To make a real difference in the management of childhood PLGAs, monies need to be earmarked for PLGA research and education.
Dr. KK Wong, PhD, Associate Professor UT MD Anderson Cancer Center
“Currently, no diagnostic tools exist to allow clinicians to distinguish PLGA that will be progressive or refractory. Thus observation has been recommended for children below 3 to 5 years of age even after incomplete resection. It is because the treatments for aggressive brain tumors in children often carry significant long-term consequences, therefore are not acceptable as a means to prevent recurrence in JPA that already have a high probability of cure. Ideally, clinicians would be able to distinguish early on between JPA that are likely to be cured and those that are likely to recur or progress.
Ferenc A. Jolesz, MD, Professor of Radiology, Vice Chairman for Research, and Director, Division of MRI and Image Guided Therapy Program at the Department of Radiology at Brigham and Women’s Hospital (a Harvard Medical School affiliate)
Radiologists, neurosurgeons and physicist at Boston’s Brigham and Women’s Hospital (a Harvard Medical School Affiliate) are treating adult brain tumors noninvasively using focused ultrasonic waves that are guided with Magnetic Resonance Imaging.

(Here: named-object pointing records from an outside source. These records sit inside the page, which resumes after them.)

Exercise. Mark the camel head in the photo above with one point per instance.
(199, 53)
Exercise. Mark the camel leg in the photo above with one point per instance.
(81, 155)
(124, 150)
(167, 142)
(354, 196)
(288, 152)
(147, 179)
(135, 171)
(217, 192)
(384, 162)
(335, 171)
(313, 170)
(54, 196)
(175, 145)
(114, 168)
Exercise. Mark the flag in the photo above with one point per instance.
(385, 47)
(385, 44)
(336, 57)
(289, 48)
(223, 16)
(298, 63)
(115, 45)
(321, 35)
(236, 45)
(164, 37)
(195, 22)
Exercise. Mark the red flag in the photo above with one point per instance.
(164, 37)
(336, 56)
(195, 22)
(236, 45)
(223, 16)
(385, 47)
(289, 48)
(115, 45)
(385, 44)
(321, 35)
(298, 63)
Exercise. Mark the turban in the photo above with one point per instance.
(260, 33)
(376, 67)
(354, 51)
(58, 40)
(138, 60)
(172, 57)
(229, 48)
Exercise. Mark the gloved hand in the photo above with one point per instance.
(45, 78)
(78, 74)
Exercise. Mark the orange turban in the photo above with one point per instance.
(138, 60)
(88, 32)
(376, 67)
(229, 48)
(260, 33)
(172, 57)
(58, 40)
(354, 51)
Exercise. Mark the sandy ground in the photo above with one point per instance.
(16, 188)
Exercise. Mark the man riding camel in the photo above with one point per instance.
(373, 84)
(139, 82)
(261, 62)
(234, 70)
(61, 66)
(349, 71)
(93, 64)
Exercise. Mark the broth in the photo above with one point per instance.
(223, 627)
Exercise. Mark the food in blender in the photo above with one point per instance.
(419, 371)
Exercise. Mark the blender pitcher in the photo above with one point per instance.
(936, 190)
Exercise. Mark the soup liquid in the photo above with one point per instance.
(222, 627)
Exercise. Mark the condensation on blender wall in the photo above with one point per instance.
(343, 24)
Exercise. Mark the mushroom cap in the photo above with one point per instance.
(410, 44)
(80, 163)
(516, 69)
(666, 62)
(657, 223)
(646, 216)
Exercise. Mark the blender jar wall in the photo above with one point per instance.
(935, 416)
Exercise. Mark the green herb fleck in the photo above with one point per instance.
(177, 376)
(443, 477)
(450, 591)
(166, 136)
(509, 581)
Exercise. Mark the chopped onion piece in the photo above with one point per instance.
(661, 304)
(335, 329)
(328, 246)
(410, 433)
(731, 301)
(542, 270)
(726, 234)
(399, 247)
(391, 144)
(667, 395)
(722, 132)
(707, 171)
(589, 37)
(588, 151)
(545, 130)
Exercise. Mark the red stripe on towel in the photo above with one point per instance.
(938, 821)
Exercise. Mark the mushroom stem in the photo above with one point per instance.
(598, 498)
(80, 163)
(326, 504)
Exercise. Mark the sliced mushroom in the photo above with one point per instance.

This way of treating deep-seated brain tumors without opening the skull may provide an optimal way to treat otherwise inoperable pediatric brain tumors. Some pediatric brain tumors despite their benign nature are not resectable surgically or treatable with ionizing radiation and deemed inoperable because the neurosurgeon cannot go through the surrounding vital functioning brain such as the brainstem.
Under MRI monitoring these tumors can be safely coagulated without the damage of the surrounding functioning brain tissue. Tumor ablation or coagulation is achieved by the localized heat which is the result of the absorption of focused sound waves by the targeted tumor tissue.
The FUS treatment advantage over radiation therapy is that ultrasound does not deliver ionizing radiation, so there is no maximum or cumulative dose. The FUS procedure, unlike radiation, can be repeated safely numerous times.
This is particularly advantageous to treat slowly growing benign tumors like pilocytic astrocytoma. It is possible to treat a patient multiple times to prevent the growth of the tumor even if it is cannot be completely eliminated.
Focused ultrasound will require refinement before it will be routinely useful for pediatric brain tumors but it has the promise of making a substantial change in the prognosis of pediatric brain tumors, especially those whichare presently inoperable.”